True labels are needed only if you have ground truth to compare against.
Examples
Adjusted Rand Index compares predicted clusters to true groups. Score near 1 means good match.
ML Python
from sklearn.metrics import adjusted_rand_score

true_labels = [0, 0, 1, 1, 2, 2]
predicted_labels = [0, 0, 1, 2, 2, 2]
score = adjusted_rand_score(true_labels, predicted_labels)
print(score)
Silhouette score measures how close points are in the same cluster compared to other clusters. Score near 1 is good.
ML Python
from sklearn.metrics import silhouette_score

import numpy as np

data = np.array([[1, 2], [1, 4], [1, 0], [10, 2], [10, 4], [10, 0]])
predicted_labels = [0, 0, 0, 1, 1, 1]
score = silhouette_score(data, predicted_labels)
print(score)
Sample Model
This code clusters simple 2D points into 2 groups using KMeans. Then it calculates three common cluster evaluation scores to check cluster quality.
ML Python
from sklearn.cluster import KMeans
from sklearn.metrics import silhouette_score, calinski_harabasz_score, davies_bouldin_score
import numpy as np

# Sample data: 2 groups of points
X = np.array([[1, 2], [1, 4], [1, 0], [10, 2], [10, 4], [10, 0]])

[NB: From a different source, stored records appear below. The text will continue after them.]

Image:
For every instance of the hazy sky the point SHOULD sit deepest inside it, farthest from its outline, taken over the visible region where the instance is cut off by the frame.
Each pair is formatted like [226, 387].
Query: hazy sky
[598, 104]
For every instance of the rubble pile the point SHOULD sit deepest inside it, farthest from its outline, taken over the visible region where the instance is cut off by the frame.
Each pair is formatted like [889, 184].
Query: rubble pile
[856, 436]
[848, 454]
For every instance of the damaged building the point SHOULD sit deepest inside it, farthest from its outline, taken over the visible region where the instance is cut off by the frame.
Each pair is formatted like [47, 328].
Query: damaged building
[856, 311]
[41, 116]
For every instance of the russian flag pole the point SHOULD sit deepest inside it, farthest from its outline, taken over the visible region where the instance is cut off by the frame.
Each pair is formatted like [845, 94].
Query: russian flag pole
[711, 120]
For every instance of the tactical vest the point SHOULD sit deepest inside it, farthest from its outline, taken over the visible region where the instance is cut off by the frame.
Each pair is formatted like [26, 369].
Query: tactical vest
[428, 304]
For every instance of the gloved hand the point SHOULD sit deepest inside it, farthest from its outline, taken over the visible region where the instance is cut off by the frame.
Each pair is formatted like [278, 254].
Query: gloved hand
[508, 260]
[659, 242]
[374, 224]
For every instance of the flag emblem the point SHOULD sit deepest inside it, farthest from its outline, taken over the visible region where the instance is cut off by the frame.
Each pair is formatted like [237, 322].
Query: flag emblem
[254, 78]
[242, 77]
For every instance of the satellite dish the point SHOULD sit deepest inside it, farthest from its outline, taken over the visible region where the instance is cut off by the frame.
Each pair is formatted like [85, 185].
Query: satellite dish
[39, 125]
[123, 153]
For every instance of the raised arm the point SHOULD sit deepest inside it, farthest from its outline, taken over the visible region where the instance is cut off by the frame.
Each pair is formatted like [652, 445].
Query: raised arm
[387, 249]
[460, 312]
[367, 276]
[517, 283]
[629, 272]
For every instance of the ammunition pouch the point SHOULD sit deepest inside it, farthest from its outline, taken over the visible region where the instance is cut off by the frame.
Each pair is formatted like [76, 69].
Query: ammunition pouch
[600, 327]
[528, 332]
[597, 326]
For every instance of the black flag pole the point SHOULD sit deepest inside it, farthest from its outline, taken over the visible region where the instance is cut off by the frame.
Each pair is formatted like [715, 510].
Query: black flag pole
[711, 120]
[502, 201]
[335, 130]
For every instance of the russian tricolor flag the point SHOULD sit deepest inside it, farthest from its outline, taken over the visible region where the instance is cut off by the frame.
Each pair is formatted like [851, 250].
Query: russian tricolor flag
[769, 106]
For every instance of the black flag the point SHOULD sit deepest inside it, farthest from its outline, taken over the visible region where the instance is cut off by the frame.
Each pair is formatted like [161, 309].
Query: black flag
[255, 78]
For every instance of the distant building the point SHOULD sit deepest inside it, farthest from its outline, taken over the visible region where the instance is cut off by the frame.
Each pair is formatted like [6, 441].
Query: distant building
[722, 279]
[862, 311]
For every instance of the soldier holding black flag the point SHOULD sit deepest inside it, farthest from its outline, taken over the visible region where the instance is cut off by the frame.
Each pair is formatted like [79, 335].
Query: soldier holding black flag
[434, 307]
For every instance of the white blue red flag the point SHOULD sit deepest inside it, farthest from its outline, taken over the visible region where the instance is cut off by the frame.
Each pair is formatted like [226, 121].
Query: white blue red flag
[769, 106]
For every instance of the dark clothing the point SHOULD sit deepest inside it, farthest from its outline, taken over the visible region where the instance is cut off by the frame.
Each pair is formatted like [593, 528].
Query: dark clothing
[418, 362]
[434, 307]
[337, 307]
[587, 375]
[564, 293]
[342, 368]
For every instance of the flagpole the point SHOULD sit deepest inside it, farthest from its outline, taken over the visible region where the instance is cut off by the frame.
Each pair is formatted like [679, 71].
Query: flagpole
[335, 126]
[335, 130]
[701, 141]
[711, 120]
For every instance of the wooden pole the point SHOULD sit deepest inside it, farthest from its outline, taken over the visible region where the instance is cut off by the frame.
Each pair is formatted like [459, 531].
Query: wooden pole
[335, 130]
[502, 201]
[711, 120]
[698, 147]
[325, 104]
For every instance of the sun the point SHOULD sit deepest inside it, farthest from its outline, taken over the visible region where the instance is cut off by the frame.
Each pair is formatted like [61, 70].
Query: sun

# Create KMeans clustering with 2 clusters
kmeans = KMeans(n_clusters=2, random_state=42)
kmeans.fit(X)
labels = kmeans.labels_

# Calculate cluster evaluation metrics
sil_score = silhouette_score(X, labels)
calinski_score = calinski_harabasz_score(X, labels)
davies_score = davies_bouldin_score(X, labels)

print(f"Silhouette Score: {sil_score:.3f}")
print(f"Calinski-Harabasz Score: {calinski_score:.3f}")
print(f"Davies-Bouldin Score: {davies_score:.3f}")
OutputSuccess
Important Notes
Silhouette score ranges from -1 to 1; higher is better.
Calinski-Harabasz score is higher when clusters are dense and well separated.
Davies-Bouldin score is lower when clusters are better separated.
Summary
Cluster evaluation metrics help measure how good your clusters are.
Some metrics need true labels, others only need data and cluster labels.
Use multiple metrics to get a full picture of cluster quality.